Reação de Levy
Panorama
Econômico - Miriam Leitão
O secretário do Tesouro, Joaquim Levy, discorda inteiramente da
análise sobre as contas públicas feita pelo economista José Roberto Afonso,
publicada aqui na coluna. Diz que Afonso criou uma contradição com o próprio
discurso da oposição: “se os estados e municípios pagaram menos juros no ano
passado, como é que os governadores e prefeitos da oposição reclamam dos juros
pagos?”
Ele acha que não faz sentido, com base nos números fiscais de 2004, chegar-se
às conclusões a que o economista do PSDB chegou:
— Primeiro, os dados mostram que a maior parte do esforço foi, sim, do governo
central. Dos 4,61% do superávit primário, 2,98 pontos percentuais foram do
governo central, um aumento de 0,6 ponto percentual em relação ao ano anterior.
Isso é esforço!.
O segundo ponto de divergência do secretário do Tesouro é sobre a conclusão de
José Roberto de que foram as estatais que salvaram o Tesouro por terem tido
superávit nominal. Levy ressalta que as estatais tiveram, na verdade, queda do
superávit primário e que o bom desempenho das empresas públicas, em grande
parte, tem a ver com a melhora do quadro geral da economia. Segundo ele, as
estatais foram beneficiadas pela política econômica acertada, pela firmeza da
política do ministro Palocci e por todos esses acertos do governo Lula.
— Algumas ficaram com a situação delicada por terem dívidas corrigidas pelo
dólar e terem enfrentado a escalada do câmbio de 2002. A volta à normalidade
permitiu um ajuste contábil.
O terceiro ponto de divergência de Joaquim Levy é em relação ao fato de que
foram os estados e municípios os responsáveis pelos bons resultados.
— O que aconteceu foi que estados e municípios pagaram menos juros do que no
ano anterior. E isso é excelente, mas mostra que eles também foram beneficiados
pela política do governo, porque acabaram pagando juros mais baixos do que a
Selic. Na verdade, no meu ponto de vista, todos nós contribuímos para os bons
resultados fiscais do ano passado: governo central, estados, municípios e
estatais.
Levy critica a idéia de que os resultados foram melhores apenas por causa dos
juros mais baixos, mas não pela melhora do primário:
— O primário aumentou sim, mas não fazemos superávit primário por masoquismo,
mas porque precisamos melhorar os resultados fiscais como um todo e, com isso,
permitir o círculo virtuoso da queda dos juros.

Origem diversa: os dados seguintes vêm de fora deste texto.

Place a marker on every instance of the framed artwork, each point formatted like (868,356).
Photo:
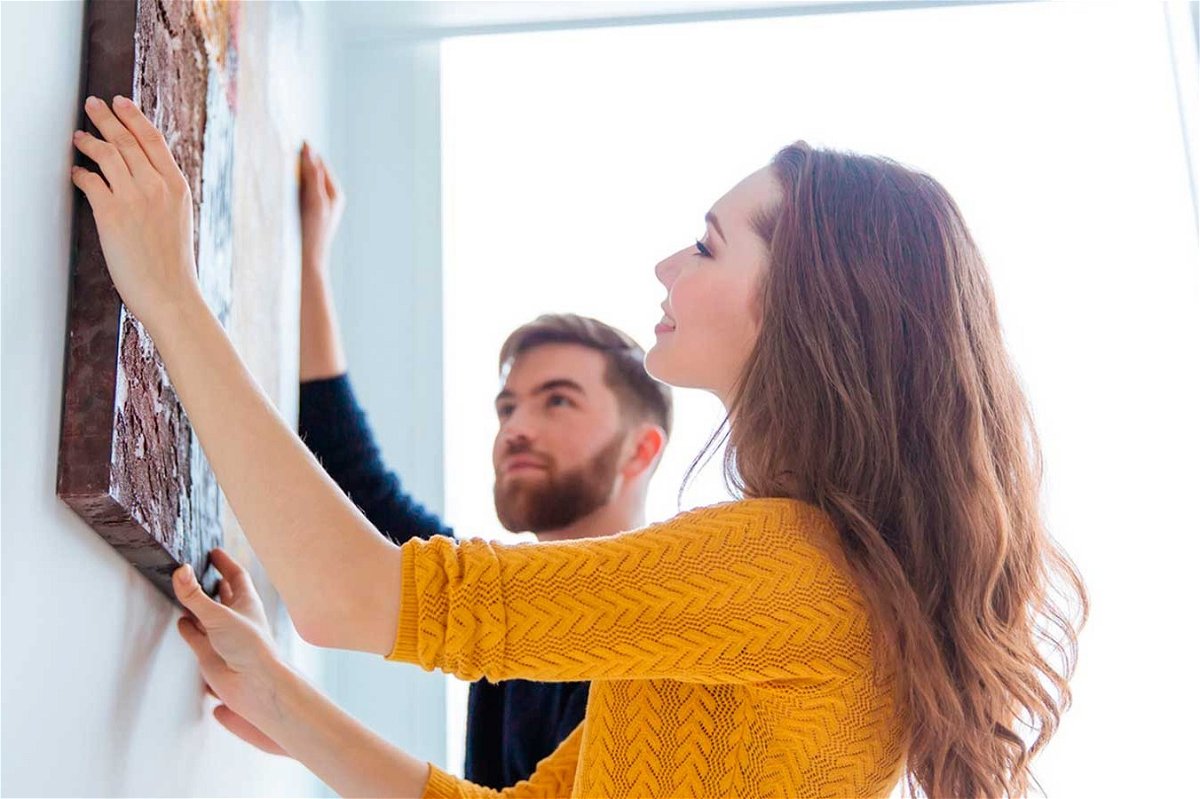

Ele acha que é um erro avaliar apenas o resultado nominal das contas públicas,
porque nele há o peso de inúmeras variáveis, como o câmbio, que não se
controla. Por isso é que as principais metas são primárias e não nominais.
— O nosso objetivo é sempre o primário, que a gente controla. Ele cresceu nos
últimos dois anos e as metas foram cumpridas. Tudo isso para derrubar a relação
dívida/PIB, que também está em queda há dois anos. Ela pode voltar a cair em
2005, representando o terceiro ano consecutivo de queda. Quando chegar a um
nível mais baixo, vamos supor 40% do PIB, acontecerá aqui o que aconteceu com
países da Europa, como Espanha, Bélgica: todos os juros poderão cair mais
fortemente. Isso produz o círculo virtuoso.